Chesapeake Bay Is Dying|From EPA Inaction, Groups Say

WASHINGTON (CN) - The U.S. Environmental Protection Agency has failed for years to take steps it knows are necessary to clean up Chesapeake Bay, the nation's largest estuary and home to 3,600 species, environmentalists say. Plaintiffs say the EPA has repeatedly dodged, stalled and refused to act though its own studies show that the estuary's crabs, oysters and fish are being poisoned by fouled water, which the federal government promised to clean up in 1983.

The estuary, which runs 200 miles, from the Susquehanna River in Pennsylvania to the Atlantic Ocean, covers 64,000 square miles and has an economic value of more than $1 trillion, including commercial and sports fishing and recreation, according to the complaint. It has been poisoned by runoff from agricultural chemicals on nearly 5 million acres of farmland, and more than 400 sewage plants.

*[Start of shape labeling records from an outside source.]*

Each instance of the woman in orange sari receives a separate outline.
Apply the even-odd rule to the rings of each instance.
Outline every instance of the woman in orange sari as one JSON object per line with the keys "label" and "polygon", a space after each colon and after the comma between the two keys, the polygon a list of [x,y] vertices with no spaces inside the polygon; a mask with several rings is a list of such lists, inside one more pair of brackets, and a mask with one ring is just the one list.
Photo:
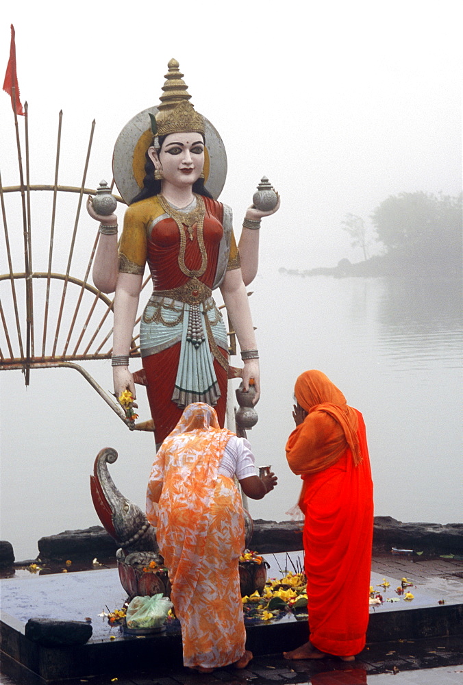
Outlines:
{"label": "woman in orange sari", "polygon": [[221,429],[212,407],[190,404],[156,454],[147,493],[147,516],[172,584],[182,625],[184,664],[201,673],[252,658],[240,593],[245,547],[241,497],[273,490],[271,472],[255,474],[249,444]]}
{"label": "woman in orange sari", "polygon": [[365,425],[321,371],[302,373],[295,395],[286,458],[303,481],[310,640],[284,656],[353,661],[368,621],[373,501]]}

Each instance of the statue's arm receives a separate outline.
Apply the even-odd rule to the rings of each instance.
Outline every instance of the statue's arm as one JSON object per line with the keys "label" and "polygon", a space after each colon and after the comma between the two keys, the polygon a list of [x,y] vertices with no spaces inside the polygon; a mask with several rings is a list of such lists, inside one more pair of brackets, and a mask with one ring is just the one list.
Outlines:
{"label": "statue's arm", "polygon": [[[240,269],[234,269],[227,271],[221,286],[221,292],[242,351],[256,349],[257,345],[249,308],[249,301]],[[260,395],[259,360],[247,359],[244,360],[244,364],[243,388],[247,390],[249,386],[249,379],[253,379],[255,387],[254,399],[254,404],[255,404]]]}
{"label": "statue's arm", "polygon": [[100,235],[93,262],[93,284],[101,292],[111,293],[116,290],[118,273],[117,234]]}
{"label": "statue's arm", "polygon": [[[93,209],[92,197],[87,200],[87,212],[102,227],[117,227],[116,214],[103,216]],[[107,235],[100,231],[98,247],[93,262],[92,277],[95,288],[102,292],[114,292],[118,276],[118,257],[117,253],[117,227],[114,233]]]}
{"label": "statue's arm", "polygon": [[[142,277],[134,273],[119,273],[114,306],[113,356],[127,356],[130,351]],[[112,371],[116,397],[125,390],[129,390],[135,399],[134,378],[128,365],[113,366]]]}
{"label": "statue's arm", "polygon": [[[262,212],[251,206],[246,210],[243,223],[238,250],[241,262],[241,272],[245,286],[249,286],[255,278],[259,267],[259,234],[260,233],[260,221],[264,216],[270,216],[279,209],[279,196],[278,202],[274,209],[269,212]],[[247,220],[251,222],[246,225]],[[255,222],[255,223],[254,223]],[[249,228],[249,226],[253,227]]]}

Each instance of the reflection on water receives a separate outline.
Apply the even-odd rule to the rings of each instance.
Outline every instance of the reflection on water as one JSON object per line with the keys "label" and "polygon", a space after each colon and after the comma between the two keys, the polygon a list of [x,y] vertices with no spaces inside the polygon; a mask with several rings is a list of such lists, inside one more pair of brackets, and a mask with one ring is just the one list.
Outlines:
{"label": "reflection on water", "polygon": [[[249,438],[257,463],[271,464],[279,477],[275,490],[250,503],[253,518],[284,520],[297,501],[301,481],[284,450],[294,428],[294,382],[303,371],[320,369],[364,414],[375,513],[460,521],[460,284],[275,271],[260,275],[253,290],[262,395]],[[109,363],[92,363],[88,370],[109,388]],[[239,358],[232,363],[239,365]],[[16,372],[1,377],[13,410],[2,435],[1,538],[17,559],[36,556],[42,536],[99,523],[88,475],[102,447],[118,451],[114,480],[142,506],[151,436],[129,433],[73,371],[35,371],[27,390]]]}

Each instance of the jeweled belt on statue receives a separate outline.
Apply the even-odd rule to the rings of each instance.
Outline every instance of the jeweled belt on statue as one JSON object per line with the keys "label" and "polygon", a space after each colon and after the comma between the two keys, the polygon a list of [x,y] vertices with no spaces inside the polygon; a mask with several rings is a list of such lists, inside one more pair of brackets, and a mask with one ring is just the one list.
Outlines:
{"label": "jeweled belt on statue", "polygon": [[[173,288],[170,290],[153,290],[151,299],[154,297],[168,297],[188,304],[199,304],[212,296],[210,288],[199,281],[196,277],[190,279],[179,288]],[[149,304],[151,303],[150,302]]]}

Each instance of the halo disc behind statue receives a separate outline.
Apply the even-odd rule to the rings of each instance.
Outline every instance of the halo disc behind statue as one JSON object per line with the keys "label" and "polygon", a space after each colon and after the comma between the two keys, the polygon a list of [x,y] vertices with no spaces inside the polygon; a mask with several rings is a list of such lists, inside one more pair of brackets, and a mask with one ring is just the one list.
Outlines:
{"label": "halo disc behind statue", "polygon": [[[119,134],[112,155],[114,182],[124,201],[129,205],[143,187],[145,153],[151,144],[149,114],[158,114],[157,107],[138,112]],[[227,154],[217,129],[203,115],[205,127],[204,185],[217,199],[227,177]]]}

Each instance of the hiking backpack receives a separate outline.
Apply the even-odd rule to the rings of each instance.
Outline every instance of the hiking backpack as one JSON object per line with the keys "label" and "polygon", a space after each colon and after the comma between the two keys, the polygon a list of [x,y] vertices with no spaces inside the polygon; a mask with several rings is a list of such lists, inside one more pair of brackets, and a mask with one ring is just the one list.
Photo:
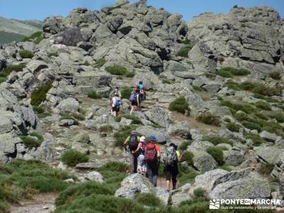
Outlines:
{"label": "hiking backpack", "polygon": [[145,161],[147,163],[153,163],[158,159],[155,144],[149,143],[146,145],[144,156]]}
{"label": "hiking backpack", "polygon": [[173,146],[167,148],[163,160],[165,165],[173,165],[175,163],[178,162],[176,151]]}
{"label": "hiking backpack", "polygon": [[130,94],[129,100],[131,102],[135,102],[137,100],[137,97],[136,97],[136,92],[132,92]]}
{"label": "hiking backpack", "polygon": [[138,147],[137,135],[136,134],[132,134],[130,136],[130,141],[129,141],[129,148],[132,151],[136,151],[137,147]]}
{"label": "hiking backpack", "polygon": [[121,105],[121,101],[119,98],[116,98],[114,101],[114,106],[116,109],[119,109],[120,106]]}

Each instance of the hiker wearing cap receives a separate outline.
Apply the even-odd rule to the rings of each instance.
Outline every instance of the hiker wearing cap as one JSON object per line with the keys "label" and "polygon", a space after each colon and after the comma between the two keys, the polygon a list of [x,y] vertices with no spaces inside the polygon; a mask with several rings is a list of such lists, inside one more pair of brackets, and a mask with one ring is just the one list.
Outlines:
{"label": "hiker wearing cap", "polygon": [[138,136],[138,133],[136,131],[131,131],[130,136],[128,136],[124,143],[125,147],[127,146],[127,150],[129,151],[130,164],[131,165],[131,172],[133,173],[137,173],[137,158],[138,156],[138,152],[132,153],[135,151],[138,145],[138,141],[141,138]]}
{"label": "hiker wearing cap", "polygon": [[130,94],[129,100],[131,102],[131,109],[130,110],[130,114],[132,114],[132,111],[134,110],[134,107],[138,107],[140,109],[140,92],[138,86],[136,85],[133,88],[133,91]]}
{"label": "hiker wearing cap", "polygon": [[121,100],[119,97],[119,94],[118,92],[116,92],[114,96],[111,98],[111,112],[114,116],[117,116],[121,105]]}
{"label": "hiker wearing cap", "polygon": [[164,171],[168,190],[170,190],[170,179],[173,180],[173,190],[175,190],[178,175],[178,163],[181,159],[182,155],[178,151],[178,146],[173,142],[170,143],[170,146],[167,148],[163,158],[165,163]]}
{"label": "hiker wearing cap", "polygon": [[143,176],[146,176],[147,168],[145,163],[145,148],[146,146],[146,140],[144,136],[140,138],[140,143],[138,144],[138,147],[135,151],[132,151],[132,154],[136,153],[138,153],[138,163],[137,163],[137,172]]}
{"label": "hiker wearing cap", "polygon": [[155,187],[157,186],[157,179],[159,173],[159,160],[160,156],[160,147],[155,142],[155,136],[151,136],[149,142],[145,148],[145,162],[147,165],[147,173],[149,181]]}

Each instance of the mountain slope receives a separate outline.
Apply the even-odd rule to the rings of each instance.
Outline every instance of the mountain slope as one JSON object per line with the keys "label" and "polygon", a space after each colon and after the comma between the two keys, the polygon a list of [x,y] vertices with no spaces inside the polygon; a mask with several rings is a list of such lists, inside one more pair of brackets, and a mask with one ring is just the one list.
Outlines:
{"label": "mountain slope", "polygon": [[23,37],[41,31],[39,21],[18,21],[0,17],[0,44],[19,41]]}

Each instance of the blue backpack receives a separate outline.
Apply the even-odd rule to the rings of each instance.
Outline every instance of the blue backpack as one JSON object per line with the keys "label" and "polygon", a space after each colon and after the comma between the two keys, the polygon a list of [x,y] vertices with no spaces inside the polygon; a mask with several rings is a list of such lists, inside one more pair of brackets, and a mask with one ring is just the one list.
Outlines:
{"label": "blue backpack", "polygon": [[119,109],[121,105],[121,101],[120,99],[116,98],[114,103],[114,106],[116,109]]}
{"label": "blue backpack", "polygon": [[137,97],[136,97],[136,92],[132,92],[130,94],[129,100],[131,102],[135,102],[137,100]]}

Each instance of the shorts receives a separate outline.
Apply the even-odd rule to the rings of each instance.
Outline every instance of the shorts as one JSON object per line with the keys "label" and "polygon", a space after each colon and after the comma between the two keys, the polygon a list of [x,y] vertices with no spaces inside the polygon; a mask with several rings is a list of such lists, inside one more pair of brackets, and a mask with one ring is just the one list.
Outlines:
{"label": "shorts", "polygon": [[178,168],[178,165],[166,165],[165,167],[165,180],[170,181],[170,178],[173,182],[177,182]]}
{"label": "shorts", "polygon": [[131,102],[131,106],[138,106],[138,103],[136,101],[132,101]]}
{"label": "shorts", "polygon": [[111,107],[111,111],[112,111],[119,112],[119,108],[116,108],[116,107],[115,107],[115,106],[112,106],[112,107]]}

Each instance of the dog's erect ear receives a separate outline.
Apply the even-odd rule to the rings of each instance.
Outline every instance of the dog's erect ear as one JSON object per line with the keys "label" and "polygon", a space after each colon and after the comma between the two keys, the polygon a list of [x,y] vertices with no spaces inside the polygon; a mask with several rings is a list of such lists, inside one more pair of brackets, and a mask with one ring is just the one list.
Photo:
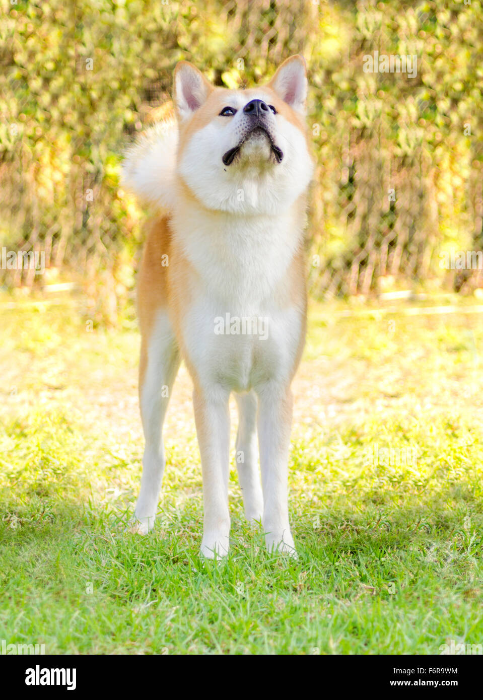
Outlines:
{"label": "dog's erect ear", "polygon": [[305,113],[307,66],[302,56],[290,56],[284,61],[268,85],[290,107]]}
{"label": "dog's erect ear", "polygon": [[188,61],[174,69],[174,104],[183,121],[201,107],[213,90],[203,74]]}

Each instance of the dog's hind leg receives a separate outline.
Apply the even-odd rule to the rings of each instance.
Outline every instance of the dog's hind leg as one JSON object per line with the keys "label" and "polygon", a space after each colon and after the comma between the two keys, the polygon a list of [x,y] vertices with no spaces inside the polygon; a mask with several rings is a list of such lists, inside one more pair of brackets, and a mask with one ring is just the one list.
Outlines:
{"label": "dog's hind leg", "polygon": [[164,470],[162,424],[180,363],[166,311],[160,310],[149,338],[143,337],[139,368],[139,402],[146,447],[133,529],[146,534],[154,525]]}
{"label": "dog's hind leg", "polygon": [[257,396],[254,391],[235,394],[239,423],[236,456],[238,481],[240,484],[247,520],[260,520],[263,513],[263,496],[258,470],[257,442]]}

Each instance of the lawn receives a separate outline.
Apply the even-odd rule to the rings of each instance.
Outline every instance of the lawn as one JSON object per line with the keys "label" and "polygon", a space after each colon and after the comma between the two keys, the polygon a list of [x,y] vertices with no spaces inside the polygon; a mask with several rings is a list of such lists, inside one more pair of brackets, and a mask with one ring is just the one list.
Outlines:
{"label": "lawn", "polygon": [[268,554],[244,522],[232,462],[219,563],[198,554],[184,367],[159,517],[141,538],[126,532],[143,450],[135,324],[91,330],[75,299],[0,301],[0,639],[51,654],[438,654],[483,642],[475,300],[312,305],[290,465],[299,559]]}

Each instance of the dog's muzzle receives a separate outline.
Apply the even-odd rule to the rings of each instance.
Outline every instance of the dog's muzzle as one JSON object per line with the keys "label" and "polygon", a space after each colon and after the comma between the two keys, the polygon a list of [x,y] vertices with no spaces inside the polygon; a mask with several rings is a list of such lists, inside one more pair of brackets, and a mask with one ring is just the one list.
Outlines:
{"label": "dog's muzzle", "polygon": [[245,144],[250,136],[255,132],[262,132],[265,134],[270,143],[272,153],[275,156],[277,163],[281,162],[284,158],[284,153],[275,143],[272,134],[272,129],[270,123],[269,107],[261,99],[252,99],[244,107],[244,115],[245,115],[245,132],[239,141],[239,143],[234,148],[230,148],[223,154],[222,160],[225,165],[230,165],[237,153],[239,152],[244,144]]}

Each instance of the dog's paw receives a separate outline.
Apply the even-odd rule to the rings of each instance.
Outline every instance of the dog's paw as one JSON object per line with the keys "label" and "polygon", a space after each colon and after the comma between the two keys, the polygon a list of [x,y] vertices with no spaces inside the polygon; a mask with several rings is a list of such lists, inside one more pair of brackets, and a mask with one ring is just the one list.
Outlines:
{"label": "dog's paw", "polygon": [[155,515],[139,518],[134,514],[130,521],[126,531],[132,533],[133,535],[147,535],[154,527],[155,519]]}

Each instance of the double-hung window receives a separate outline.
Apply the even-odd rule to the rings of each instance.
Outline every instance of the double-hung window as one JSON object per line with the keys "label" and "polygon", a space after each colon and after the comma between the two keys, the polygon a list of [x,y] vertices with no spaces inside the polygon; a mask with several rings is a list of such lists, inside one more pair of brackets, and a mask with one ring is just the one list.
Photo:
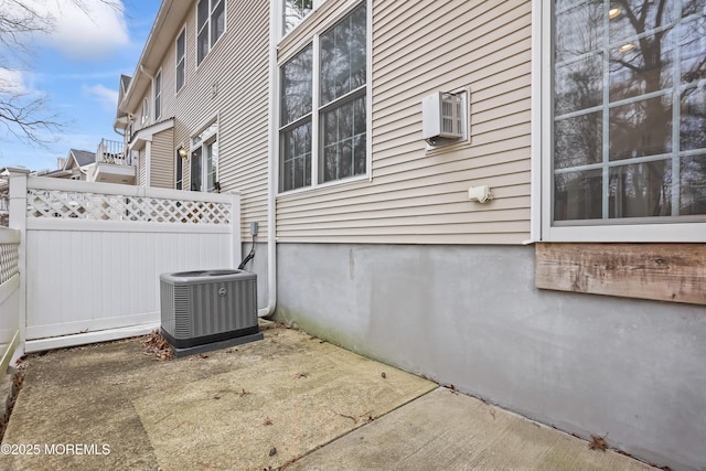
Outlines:
{"label": "double-hung window", "polygon": [[225,31],[225,0],[201,0],[196,6],[196,65]]}
{"label": "double-hung window", "polygon": [[280,191],[367,172],[365,2],[280,67]]}
{"label": "double-hung window", "polygon": [[555,0],[547,14],[549,238],[704,238],[706,0]]}
{"label": "double-hung window", "polygon": [[191,191],[214,192],[218,189],[218,124],[191,139]]}
{"label": "double-hung window", "polygon": [[[320,0],[319,0],[320,1]],[[282,1],[282,33],[293,30],[314,8],[314,0]]]}
{"label": "double-hung window", "polygon": [[176,38],[176,92],[179,92],[186,82],[186,63],[184,61],[185,36],[186,30],[182,30],[179,38]]}

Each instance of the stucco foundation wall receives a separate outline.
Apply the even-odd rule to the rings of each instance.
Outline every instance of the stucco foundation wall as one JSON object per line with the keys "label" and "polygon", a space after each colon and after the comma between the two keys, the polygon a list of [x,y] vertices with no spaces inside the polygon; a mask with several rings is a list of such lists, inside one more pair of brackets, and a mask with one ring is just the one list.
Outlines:
{"label": "stucco foundation wall", "polygon": [[706,470],[706,309],[534,287],[534,247],[278,245],[277,318],[672,469]]}

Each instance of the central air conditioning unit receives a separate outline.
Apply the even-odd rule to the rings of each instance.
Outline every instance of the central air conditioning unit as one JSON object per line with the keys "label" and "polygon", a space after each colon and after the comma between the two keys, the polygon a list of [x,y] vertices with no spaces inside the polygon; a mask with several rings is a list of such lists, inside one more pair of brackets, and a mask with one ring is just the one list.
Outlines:
{"label": "central air conditioning unit", "polygon": [[221,269],[160,275],[161,334],[176,356],[263,339],[257,275]]}
{"label": "central air conditioning unit", "polygon": [[463,139],[463,94],[436,92],[421,100],[421,137],[429,146]]}

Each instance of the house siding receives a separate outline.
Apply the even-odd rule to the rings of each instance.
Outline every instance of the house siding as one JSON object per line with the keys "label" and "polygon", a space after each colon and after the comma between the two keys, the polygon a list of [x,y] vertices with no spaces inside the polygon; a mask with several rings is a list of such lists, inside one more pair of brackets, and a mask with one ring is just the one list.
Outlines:
{"label": "house siding", "polygon": [[[171,146],[153,142],[152,185],[174,185],[176,148],[190,148],[191,138],[218,121],[218,181],[221,191],[242,194],[242,235],[249,239],[249,224],[267,231],[269,2],[226,3],[226,31],[196,66],[195,4],[191,2],[181,25],[185,28],[185,83],[175,87],[175,41],[160,60],[162,119],[174,117]],[[151,87],[148,96],[151,95]],[[163,146],[162,146],[163,143]],[[158,176],[159,174],[159,176]],[[154,178],[158,176],[158,181]],[[191,160],[183,167],[184,189],[191,188]]]}
{"label": "house siding", "polygon": [[[344,2],[279,47],[286,61]],[[518,244],[530,236],[531,3],[373,1],[370,180],[279,195],[279,242]],[[325,21],[325,23],[324,23]],[[483,64],[479,67],[479,64]],[[452,72],[450,72],[452,71]],[[421,99],[470,89],[470,141],[427,150]],[[494,200],[468,200],[488,184]]]}

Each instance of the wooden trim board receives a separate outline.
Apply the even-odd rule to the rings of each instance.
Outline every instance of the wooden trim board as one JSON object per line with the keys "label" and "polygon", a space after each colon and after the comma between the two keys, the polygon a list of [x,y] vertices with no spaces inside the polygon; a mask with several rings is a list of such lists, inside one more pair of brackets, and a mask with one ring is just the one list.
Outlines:
{"label": "wooden trim board", "polygon": [[706,304],[706,244],[536,244],[542,289]]}

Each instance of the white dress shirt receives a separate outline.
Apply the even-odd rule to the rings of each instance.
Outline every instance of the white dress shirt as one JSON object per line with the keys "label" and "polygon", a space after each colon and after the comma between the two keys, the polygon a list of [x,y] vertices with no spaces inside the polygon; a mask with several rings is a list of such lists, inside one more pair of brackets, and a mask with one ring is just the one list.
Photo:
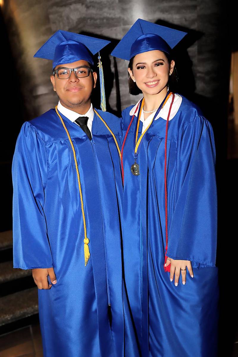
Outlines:
{"label": "white dress shirt", "polygon": [[92,103],[91,103],[91,106],[87,112],[87,113],[83,114],[79,114],[78,113],[76,113],[76,112],[74,112],[73,110],[67,109],[67,108],[65,108],[65,107],[62,105],[59,100],[57,105],[57,109],[61,114],[62,114],[63,115],[66,116],[70,121],[72,121],[72,122],[74,122],[75,125],[78,125],[79,126],[80,126],[79,124],[77,124],[77,123],[75,122],[76,119],[77,119],[80,116],[87,116],[88,120],[87,121],[87,125],[90,130],[91,135],[92,136],[92,121],[93,120],[93,117],[94,116],[94,112],[93,111],[93,108]]}
{"label": "white dress shirt", "polygon": [[[182,102],[182,97],[179,94],[174,94],[174,100],[173,105],[172,106],[172,110],[170,113],[170,115],[169,116],[169,120],[172,120],[172,119],[173,119],[173,118],[177,114],[177,112],[179,108],[179,107],[181,105],[181,104]],[[155,120],[157,120],[157,119],[158,119],[159,117],[162,118],[162,119],[163,119],[165,120],[167,120],[167,117],[168,116],[168,114],[169,107],[170,106],[170,104],[171,104],[172,101],[172,96],[171,95],[166,102],[165,103],[164,106],[161,110],[159,113],[157,115],[156,117],[155,118]],[[137,107],[139,101],[138,101],[136,103],[136,105],[134,105],[133,107],[131,110],[130,113],[130,115],[133,115],[135,113],[135,110],[136,109],[136,107]],[[137,110],[137,112],[135,114],[135,116],[137,117],[138,113],[138,111]],[[143,132],[147,127],[152,120],[153,116],[156,113],[156,112],[154,113],[152,113],[151,114],[150,114],[148,118],[147,118],[145,120],[145,118],[144,117],[144,113],[143,112],[142,108],[142,110],[141,111],[141,117],[140,118],[140,121],[142,121],[143,123],[143,126],[142,132]]]}

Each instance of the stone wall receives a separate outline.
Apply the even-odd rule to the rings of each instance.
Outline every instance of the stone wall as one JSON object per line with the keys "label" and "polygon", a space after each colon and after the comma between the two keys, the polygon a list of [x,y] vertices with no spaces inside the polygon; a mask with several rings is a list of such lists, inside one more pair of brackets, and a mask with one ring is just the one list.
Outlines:
{"label": "stone wall", "polygon": [[208,101],[212,100],[211,105],[219,97],[220,102],[218,89],[222,88],[222,96],[226,103],[229,55],[226,52],[225,44],[222,59],[219,55],[220,44],[227,35],[221,1],[5,0],[2,2],[2,10],[27,119],[44,112],[57,102],[49,80],[50,61],[33,56],[59,29],[111,40],[112,45],[102,54],[109,97],[108,110],[119,113],[135,102],[137,99],[128,94],[128,62],[115,60],[109,53],[116,40],[138,18],[188,31],[176,58],[180,92],[203,106],[206,111]]}

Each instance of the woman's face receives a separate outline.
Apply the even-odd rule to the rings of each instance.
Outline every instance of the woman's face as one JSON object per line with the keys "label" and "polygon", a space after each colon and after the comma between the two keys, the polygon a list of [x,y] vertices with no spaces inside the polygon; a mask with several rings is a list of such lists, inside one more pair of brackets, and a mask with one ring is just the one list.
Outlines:
{"label": "woman's face", "polygon": [[128,68],[128,71],[143,93],[157,94],[166,87],[174,65],[174,62],[172,61],[169,68],[163,52],[155,50],[137,55],[133,61],[132,71]]}

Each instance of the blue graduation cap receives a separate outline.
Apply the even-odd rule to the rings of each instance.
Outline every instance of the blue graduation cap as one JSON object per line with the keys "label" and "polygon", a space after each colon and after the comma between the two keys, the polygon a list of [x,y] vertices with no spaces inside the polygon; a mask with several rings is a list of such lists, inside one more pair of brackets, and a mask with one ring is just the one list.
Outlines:
{"label": "blue graduation cap", "polygon": [[[95,55],[110,43],[110,41],[90,36],[79,35],[59,30],[51,36],[34,55],[34,57],[51,60],[53,69],[59,65],[72,63],[80,60],[87,61],[91,65],[93,61],[92,55]],[[101,89],[101,108],[106,111],[103,71],[98,54]]]}
{"label": "blue graduation cap", "polygon": [[129,61],[139,53],[158,50],[169,54],[187,32],[138,19],[111,54]]}

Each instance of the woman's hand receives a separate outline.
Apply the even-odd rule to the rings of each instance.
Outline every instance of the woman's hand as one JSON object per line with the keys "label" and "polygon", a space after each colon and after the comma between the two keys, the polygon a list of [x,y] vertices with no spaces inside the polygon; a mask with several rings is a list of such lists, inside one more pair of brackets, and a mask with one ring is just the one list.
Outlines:
{"label": "woman's hand", "polygon": [[180,275],[180,271],[182,274],[182,281],[184,285],[186,283],[186,273],[187,269],[189,272],[190,276],[193,277],[193,273],[192,268],[191,262],[189,260],[177,260],[172,259],[172,258],[168,258],[166,260],[165,266],[168,266],[170,264],[170,281],[173,281],[174,277],[174,285],[178,286],[178,279]]}
{"label": "woman's hand", "polygon": [[52,284],[49,284],[48,282],[48,276],[50,277],[52,284],[57,282],[54,268],[46,269],[32,269],[32,276],[34,281],[37,285],[38,289],[50,289]]}

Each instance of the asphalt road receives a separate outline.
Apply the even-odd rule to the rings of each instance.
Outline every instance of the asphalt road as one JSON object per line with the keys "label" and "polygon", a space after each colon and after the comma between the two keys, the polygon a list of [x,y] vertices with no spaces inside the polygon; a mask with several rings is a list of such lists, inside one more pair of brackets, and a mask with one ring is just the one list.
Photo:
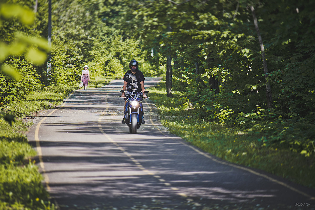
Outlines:
{"label": "asphalt road", "polygon": [[[137,134],[121,123],[122,80],[73,92],[27,134],[60,209],[314,209],[315,191],[229,163],[160,123],[152,102]],[[158,78],[146,78],[147,88]],[[149,94],[150,96],[150,94]]]}

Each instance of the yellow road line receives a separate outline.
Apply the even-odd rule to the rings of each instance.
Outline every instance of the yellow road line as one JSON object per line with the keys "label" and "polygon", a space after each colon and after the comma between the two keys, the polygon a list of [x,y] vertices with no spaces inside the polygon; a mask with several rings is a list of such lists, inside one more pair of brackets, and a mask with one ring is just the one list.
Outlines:
{"label": "yellow road line", "polygon": [[40,127],[40,125],[41,125],[42,123],[43,123],[43,122],[44,122],[44,121],[46,120],[47,117],[51,115],[51,114],[54,112],[56,110],[57,110],[63,107],[66,104],[66,103],[67,102],[67,101],[68,100],[68,99],[71,96],[72,94],[76,91],[77,91],[76,90],[72,93],[70,95],[69,95],[68,97],[67,97],[67,98],[65,100],[63,103],[62,104],[62,105],[58,109],[56,109],[52,111],[50,113],[47,115],[47,116],[42,119],[42,120],[40,121],[37,124],[37,125],[36,126],[36,128],[35,129],[34,138],[35,139],[35,141],[36,142],[36,150],[37,150],[37,153],[38,154],[38,159],[39,160],[39,165],[40,166],[40,167],[42,168],[42,170],[43,171],[43,176],[44,177],[44,179],[45,180],[45,183],[46,184],[47,189],[49,191],[50,190],[50,187],[49,186],[49,178],[48,177],[48,176],[47,175],[47,174],[46,173],[46,171],[45,169],[45,166],[44,165],[44,162],[43,160],[43,153],[42,152],[42,148],[40,146],[39,138],[38,138],[38,133],[39,132],[39,127]]}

Plaintiffs, including the Chesapeake Bay Foundation, the Maryland Saltwater Sportsfisherman's Association, the Maryland Watermen's Associations and the Virginia Waterman's Association, say the EPA has simply blown off its responsibility to enforce the Clean Water Act, the 1983 Chesapeake Bay Agreement and the Chesapeake 2000 Agreement.

Plaintiffs want the EPA ordered to do its job. Their lead counsel is Jon Mueller with the Chesapeake Bay Foundation of Annapolis.